# Bully Sticks and Bacteria



## KrystalLeigh (Aug 17, 2011)

So my Dad phoned me today because he was listening to the Howard Stern show and they were discussing bully sticks and mentioned a few "negative" things about them. They said that they are very high in calories and some have a very high bacteria content and allegedly have been linked to dog deaths. I searched online and this article was the first result. 

Now, I know that they are high in calories, and Odie doesn't eat very much of one at a time. A bully stick usually lasts her a good 2 weeks to a month before it even gets small enough to take away. The article I posted mentions that they're made of penis, which of course I already knew. The thing that worries me is the bacteria content. Is this a real threat? Is this any different from feeding raw? Is a dog digestive system designed to deal with these types of bacteria?

What do you think?


----------



## pupluv168 (Mar 7, 2012)

I have no idea about the bacteria. But Toby is like Odie and one bully stick lasts weeks, and he's never been sick. So I don't think I will worry about it.
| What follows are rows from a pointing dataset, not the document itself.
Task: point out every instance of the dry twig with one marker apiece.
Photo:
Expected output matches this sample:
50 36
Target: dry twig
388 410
But I would like to hear others' opinions. 


Sent from Petguide.com App


----------



## Evelyn (Oct 14, 2012)

Well the MRSA is what really caught my eye, that is really bad, with us handling them and a dog injesting them, they could get that inside and it would be way to late, it spreads to fast and too easy. My dogs won't get anymore of them, I don't like the smell of them anyway. They lived without them before I heard of them, and I don't give it to them that often at all. Mine are going in they trash.


----------



## rubia (Jul 3, 2008)

Good link Krystal....interesting.


----------



## Brodysmom (Jan 8, 2009)

I suppose there could be a risk, just as there is a risk of bacterial contamination in kibble or any food/treats that are fed to our dogs. 

I store them in the freezer. Take one out, let Brody have it for awhile, then when he loses interest, it goes back in the freezer. If there were bacteria, the freezing process would halt them.
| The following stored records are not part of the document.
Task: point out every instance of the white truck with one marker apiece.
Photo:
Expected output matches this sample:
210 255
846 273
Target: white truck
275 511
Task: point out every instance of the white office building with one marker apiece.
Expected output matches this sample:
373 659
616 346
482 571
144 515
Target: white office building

I suppose it is a case of buyer beware and know that there are risks. To me, the risks are less than other comparable treats such as rawhide or compressed corn dental sticks. My favorite chew will always be a fresh raw bone as the safest and best recreational chew.


----------



## KittyD (Apr 2, 2010)

Evelyn said:


> Well the MRSA is what really caught my eye, that is really bad, with us handling them and a dog injesting them, they could get that inside and it would be way to late, it spreads to fast and too easy. My dogs won't get anymore of them, I don't like the smell of them anyway. They lived without them before I heard of them, and I don't give it to them that often at all. Mine are going in they trash.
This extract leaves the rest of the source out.